A. Use Amazon Redshift to load all the content into one place and run the SQL queries as needed.
B. Use Amazon CloudWatch Logs to store the logs. Run SQL queries as needed from the Amazon CloudWatch console.
C. Use Amazon Athena directly with Amazon S3 to run the queries as needed.
D. Use AWS Glue to catalog the logs. Use a transient Apache Spark cluster on Amazon EMR to run the SQL queries as needed.
Correct Answer: C. Use Amazon Athena directly with Amazon S3 to run the queries as needed.
Explanation:
Option A: Use Amazon Redshift to load all the content into one place and run the SQL queries as needed.
- Explanation:
- Amazon Redshift is a fully managed data warehouse solution designed for complex, large-scale analytical queries. However, using Redshift for on-demand and simple queries introduces unnecessary overhead.
- It requires the creation of a data warehouse, loading data into it, and managing resources, which contradicts the requirement for minimal operational overhead.
- Suitability:
- Not ideal. It adds significant operational complexity and cost for a use case that can be handled more efficiently with serverless solutions.
Option B: Use Amazon CloudWatch Logs to store the logs. Run SQL queries as needed from the Amazon CloudWatch console.
- Explanation:
- CloudWatch Logs is a service for monitoring and analyzing log data in real-time, but it is not designed for querying JSON logs directly in S3.
- Transferring logs from S3 to CloudWatch Logs adds operational steps and complexity, making this approach less suitable.
- Suitability:
- Not suitable. This approach involves additional steps and complexity that do not align with the requirements.
Option C: Use Amazon Athena directly with Amazon S3 to run the queries as needed.
- Explanation:
- Amazon Athena is a serverless, interactive query service designed to analyze data directly in Amazon S3 using SQL.
- Athena supports JSON, Parquet, and other formats, making it a perfect fit for querying log files in JSON format.
- It requires no infrastructure setup or data movement, minimizing operational overhead.
- By creating a schema for the JSON data, queries can be executed directly on the data stored in S3.
- Suitability:
- Best option. Athena provides a low-overhead, cost-effective solution for on-demand querying of JSON logs in S3.

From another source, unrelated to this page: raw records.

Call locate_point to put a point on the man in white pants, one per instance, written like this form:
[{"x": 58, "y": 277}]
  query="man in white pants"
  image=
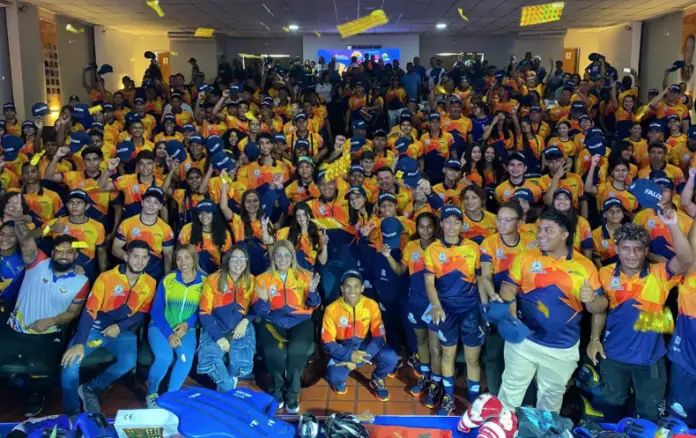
[{"x": 551, "y": 284}]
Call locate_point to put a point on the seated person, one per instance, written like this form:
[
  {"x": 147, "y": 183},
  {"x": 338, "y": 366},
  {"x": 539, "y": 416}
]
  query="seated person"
[
  {"x": 120, "y": 299},
  {"x": 353, "y": 335}
]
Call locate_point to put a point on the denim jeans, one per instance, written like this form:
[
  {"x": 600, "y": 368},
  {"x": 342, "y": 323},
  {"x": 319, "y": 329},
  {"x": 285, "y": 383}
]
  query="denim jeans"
[
  {"x": 241, "y": 358},
  {"x": 163, "y": 353},
  {"x": 124, "y": 348}
]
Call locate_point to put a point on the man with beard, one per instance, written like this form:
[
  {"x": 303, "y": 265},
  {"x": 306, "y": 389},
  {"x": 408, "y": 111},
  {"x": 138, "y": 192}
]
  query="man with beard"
[
  {"x": 119, "y": 300},
  {"x": 51, "y": 296}
]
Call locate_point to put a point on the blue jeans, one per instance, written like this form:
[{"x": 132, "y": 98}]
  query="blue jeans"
[
  {"x": 124, "y": 348},
  {"x": 241, "y": 359},
  {"x": 163, "y": 359}
]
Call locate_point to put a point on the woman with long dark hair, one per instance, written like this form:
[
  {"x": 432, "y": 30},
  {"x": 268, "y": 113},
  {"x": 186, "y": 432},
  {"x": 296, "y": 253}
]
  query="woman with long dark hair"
[
  {"x": 310, "y": 244},
  {"x": 208, "y": 233}
]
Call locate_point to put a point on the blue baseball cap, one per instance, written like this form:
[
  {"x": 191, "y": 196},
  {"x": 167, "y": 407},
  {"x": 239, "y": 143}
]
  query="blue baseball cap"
[
  {"x": 451, "y": 210},
  {"x": 221, "y": 161},
  {"x": 251, "y": 150},
  {"x": 125, "y": 150},
  {"x": 78, "y": 140},
  {"x": 357, "y": 142},
  {"x": 176, "y": 150},
  {"x": 391, "y": 229},
  {"x": 351, "y": 273},
  {"x": 524, "y": 194},
  {"x": 648, "y": 193},
  {"x": 11, "y": 145},
  {"x": 39, "y": 109}
]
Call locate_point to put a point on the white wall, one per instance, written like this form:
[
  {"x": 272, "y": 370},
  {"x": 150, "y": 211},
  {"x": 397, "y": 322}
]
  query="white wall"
[
  {"x": 75, "y": 51},
  {"x": 203, "y": 49},
  {"x": 661, "y": 47},
  {"x": 124, "y": 52},
  {"x": 408, "y": 44},
  {"x": 614, "y": 43}
]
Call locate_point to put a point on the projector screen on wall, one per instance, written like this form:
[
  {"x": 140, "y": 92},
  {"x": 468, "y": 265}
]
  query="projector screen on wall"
[{"x": 343, "y": 55}]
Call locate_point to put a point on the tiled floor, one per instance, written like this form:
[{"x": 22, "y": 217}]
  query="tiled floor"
[{"x": 318, "y": 399}]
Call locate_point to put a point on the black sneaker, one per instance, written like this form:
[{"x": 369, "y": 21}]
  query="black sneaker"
[
  {"x": 34, "y": 405},
  {"x": 292, "y": 404}
]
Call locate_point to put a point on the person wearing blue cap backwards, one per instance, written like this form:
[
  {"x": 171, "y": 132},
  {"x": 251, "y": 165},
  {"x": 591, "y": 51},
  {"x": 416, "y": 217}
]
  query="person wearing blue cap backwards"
[
  {"x": 353, "y": 335},
  {"x": 552, "y": 285},
  {"x": 658, "y": 153},
  {"x": 452, "y": 270},
  {"x": 628, "y": 351},
  {"x": 668, "y": 102}
]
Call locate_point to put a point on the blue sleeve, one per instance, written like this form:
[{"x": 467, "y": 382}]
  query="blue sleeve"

Option D: Use AWS Glue to catalog the logs. Use a transient Apache Spark cluster on Amazon EMR to run the SQL queries as needed.
- Explanation:
- AWS Glue can catalog the logs, and Amazon EMR with Apache Spark can process the data. However, this approach requires setting up and managing Glue crawlers, Spark clusters, and job execution, introducing significant operational overhead.
- While suitable for complex processing tasks, it is overly complex for simple, on-demand queries.
- Suitability:
- Not ideal. This solution adds unnecessary complexity and is more appropriate for large-scale data processing, not simple queries.
Recommended Solution:
Correct Answer: C. Use Amazon Athena directly with Amazon S3 to run the queries as needed.
- Why?
- Athena meets all the requirements with minimal operational overhead.
- It provides a serverless and cost-effective way to query JSON log files stored in S3 on-demand using SQL.